The fire had long since died down, leaving behind glowing embers and the occasional pop and crackle. I shuffled across the room, picked up the iron poker, and gave the embers a stir before tossing on another small piece of wood. The flames kicked up just as another chilly breeze blew in through my open window and I bathed in the warmth. My muscles still felt tight from my forceful interactions with Danae, but the heat helped soothe them and soon they started to relax. Alone again in my room, Danae’s words crept into my thoughts. No matter how hard I tried to dismiss them, they kept repeating in my head:
“The woman I knew back then would not give up. Never.”
I sighed, leaning on the iron poker as I looked down at my feet. I couldn’t shake Danae’s words nor could I help but question the choices I had made which lead me to this point. For so long, I had believed in what I was doing. I believed I was right. But I found that my choices had led to only pain, suffering, and death. My knuckles ached as I tightened my grip on the poker, however, before I could get much further in my thoughts, I heard a flutter at my window. I turned to find Athena folding in her wings as she settled. Staring at me with her bright, yellow eyes, she offered me a gentle, throaty hoot hoot and then remained still, waiting for an answer to her call.
“Yes, I see you,” I replied. “Still haven’t decided to leave yet, huh?”
The owl offered me another set of hoots and then set to cleaning her feathers under her wing. I shook my head and uttered a frustrated sigh. Other than to haunt me, I had no idea why this creature insisted on staying around the hall since Liliana died.

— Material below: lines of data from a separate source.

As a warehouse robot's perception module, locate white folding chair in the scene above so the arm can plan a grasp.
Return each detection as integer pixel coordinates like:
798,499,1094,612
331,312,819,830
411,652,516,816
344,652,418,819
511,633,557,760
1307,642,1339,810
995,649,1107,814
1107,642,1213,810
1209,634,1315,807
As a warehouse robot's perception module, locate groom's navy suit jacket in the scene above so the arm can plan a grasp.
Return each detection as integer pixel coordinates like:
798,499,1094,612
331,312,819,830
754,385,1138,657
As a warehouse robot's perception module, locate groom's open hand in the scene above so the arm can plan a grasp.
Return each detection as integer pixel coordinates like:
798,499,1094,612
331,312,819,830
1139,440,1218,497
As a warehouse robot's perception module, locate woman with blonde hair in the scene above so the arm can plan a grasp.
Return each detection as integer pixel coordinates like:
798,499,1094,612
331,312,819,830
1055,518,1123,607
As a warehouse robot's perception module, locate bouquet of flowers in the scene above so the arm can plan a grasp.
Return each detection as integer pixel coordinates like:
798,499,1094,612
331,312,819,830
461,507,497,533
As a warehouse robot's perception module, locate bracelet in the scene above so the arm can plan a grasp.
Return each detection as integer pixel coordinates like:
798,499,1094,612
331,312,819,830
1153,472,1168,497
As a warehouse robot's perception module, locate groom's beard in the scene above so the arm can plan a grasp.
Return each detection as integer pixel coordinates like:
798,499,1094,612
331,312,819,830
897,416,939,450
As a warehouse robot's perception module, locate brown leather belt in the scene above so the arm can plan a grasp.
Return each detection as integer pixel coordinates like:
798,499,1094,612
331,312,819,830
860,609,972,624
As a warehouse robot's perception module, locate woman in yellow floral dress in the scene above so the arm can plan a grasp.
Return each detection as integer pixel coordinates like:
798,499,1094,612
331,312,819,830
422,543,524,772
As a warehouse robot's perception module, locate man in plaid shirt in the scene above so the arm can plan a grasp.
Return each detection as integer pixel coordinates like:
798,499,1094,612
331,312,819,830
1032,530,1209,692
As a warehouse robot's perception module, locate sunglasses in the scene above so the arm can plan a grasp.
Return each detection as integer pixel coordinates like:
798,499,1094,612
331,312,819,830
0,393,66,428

Once the bond between a ranger and their animal companion was severed, the animal, if still alive, was free to go. However, this bird did not seem to be going anywhere anytime soon. I stared at Athena as she folded her wings back to her sides and went back to stoically watching me.
“You done?” I asked her. “Can I get back to my thoughts now?”
“Alright then,” I muttered and allowed myself to sink back into my thoughts but they had apparently moved on. I uttered a frustrated growl.
Restlessness settling in, I leaned the poker against my chair and padded barefoot into my office. The dimly lit space was cold and felt empty despite the simple furnishings already present. I hadn’t opened the window in awhile, so the whole room had taken on a musty odor. It occurred to me at that moment just how long it had been since I had sat down at my desk to review supply lists and requisition orders. I actually missed the mundane tasks.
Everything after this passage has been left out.